I’m just wondering because – although The Buggles played synth driven numbers – we should not forget that the singer, Trevor Horn, started producing music in punk bands and he also worked with Malcolm McLaren. And Joyce Manor has covered ‘Video Killed the Radio Star’ (even if they played their version like the Jam) and the third album from the Manor’s does sound uncannily like The Buggles at times. They share the same sense of melody. Same sense of drama. Same sense of decaying attitudes. And dealing with serious topics with a lighter touch.

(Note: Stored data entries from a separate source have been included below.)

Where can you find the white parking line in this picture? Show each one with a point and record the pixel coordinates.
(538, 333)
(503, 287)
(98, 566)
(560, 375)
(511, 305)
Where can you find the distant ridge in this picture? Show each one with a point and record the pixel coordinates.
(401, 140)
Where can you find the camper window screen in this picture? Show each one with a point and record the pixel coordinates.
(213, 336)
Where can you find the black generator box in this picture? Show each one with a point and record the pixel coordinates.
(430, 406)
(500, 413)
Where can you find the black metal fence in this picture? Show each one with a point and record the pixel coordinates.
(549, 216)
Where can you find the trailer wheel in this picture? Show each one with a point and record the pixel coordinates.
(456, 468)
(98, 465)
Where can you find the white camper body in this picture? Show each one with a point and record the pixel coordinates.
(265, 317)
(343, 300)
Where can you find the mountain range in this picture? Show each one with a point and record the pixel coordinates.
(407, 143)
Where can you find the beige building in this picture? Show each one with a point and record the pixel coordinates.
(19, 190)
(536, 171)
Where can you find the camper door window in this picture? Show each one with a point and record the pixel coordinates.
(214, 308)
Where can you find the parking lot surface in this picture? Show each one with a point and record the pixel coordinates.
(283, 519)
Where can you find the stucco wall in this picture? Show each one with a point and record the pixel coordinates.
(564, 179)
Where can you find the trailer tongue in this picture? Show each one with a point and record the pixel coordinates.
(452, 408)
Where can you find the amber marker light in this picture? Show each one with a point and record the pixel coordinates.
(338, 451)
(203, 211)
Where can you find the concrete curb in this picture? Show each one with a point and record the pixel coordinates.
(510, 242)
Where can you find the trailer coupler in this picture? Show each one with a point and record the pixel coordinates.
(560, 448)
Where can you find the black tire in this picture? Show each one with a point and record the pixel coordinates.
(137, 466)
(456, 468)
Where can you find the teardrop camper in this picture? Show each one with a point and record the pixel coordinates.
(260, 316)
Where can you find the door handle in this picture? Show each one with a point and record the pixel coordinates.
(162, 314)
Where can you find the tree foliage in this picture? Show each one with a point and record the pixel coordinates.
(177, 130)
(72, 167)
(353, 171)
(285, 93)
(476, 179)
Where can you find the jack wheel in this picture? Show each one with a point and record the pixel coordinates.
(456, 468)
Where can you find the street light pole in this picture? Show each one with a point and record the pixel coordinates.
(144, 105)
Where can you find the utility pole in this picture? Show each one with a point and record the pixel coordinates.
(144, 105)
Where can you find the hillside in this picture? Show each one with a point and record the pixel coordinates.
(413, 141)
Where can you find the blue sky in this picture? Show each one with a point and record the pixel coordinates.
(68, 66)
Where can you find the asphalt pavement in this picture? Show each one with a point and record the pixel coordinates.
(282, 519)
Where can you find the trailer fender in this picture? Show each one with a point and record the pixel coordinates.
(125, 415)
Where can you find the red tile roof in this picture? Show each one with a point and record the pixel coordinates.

Just saying.
Joyce Manor is an American punk rock band from Torrance, California, formed in 2008.
Now that Joyce Manor have signed to Epitaph Records (the label owned by Bad Religion guitarist Brett Gurewitz) they have released their most Bugglesome title ever: ‘Never Hungover Again‘.
The album begins with an off-season ‘Christmas Card’ with brocaded vocals and lumpy bass. The best bit of this track is discovering the wonderful bunches of chords that are wire-tied together like wedding bouquets.
‘Falling In Love Again’ has a staggering pace. Then the guitars writhe and squirm uneasily. The final dying away is into some radiant, golden light. And the chorus starts repeating on you. Like last night’s sweaty tacos. It‘s the kind of faded glamour that you might associate with an oldish UK indie-pop band like Lightning Seeds.
All this talk of Christmas – and now we find ourselves at the ‘End Of The Summer’ – this is all pretty depressing. (The song titles, I mean, not the songs themselves.) This song is a trudge. It’s a well-proportioned, typical power-punk piece. A skater-antiphon.
‘Heart Tattoo’ is rapid and truly angsty. Like a moody teenager touched by the zit wand during the night. It is is hurt and alone. And oh-so sulky. This song seems superficially adolescent in its expectations of love. Can it be true that love is only real if it hurts? Perhaps there is irony at play here.
There are other metaphors here too, in songs like ‘In The Army Now’. This track has another Jammy sound. Is the proswagonist in this song actually in the Army now? Or is it this just a concept – just a ‘word wrap’ – for all kinds of other nefarious institutions and ‘authority’ generally. If so, it is a great way to put someone down. See a friend wearing a neck-tie or buying a golfing sweater? Then tell them: “I always knew you’d join the Army…”
‘The Jerk’ is the most Smithsonian of all the numbers here. Stressed Morrissey-type vocals float loftily above all the enriched textured surfaces below. This is dangerously addictive. And sugary as hell.
This album is up-tempo and fun. Full of wit and humour. Whether it has the clout or the rancid bitterness to be properly classified as punk – remains to be seen. But, certainly, this will fill a cloudless day with a few minutes of fast-action bliss. So it cannot be so bad, can it?
New album ‘Never Hungover Again’ out now via 21st via Epitaph Records.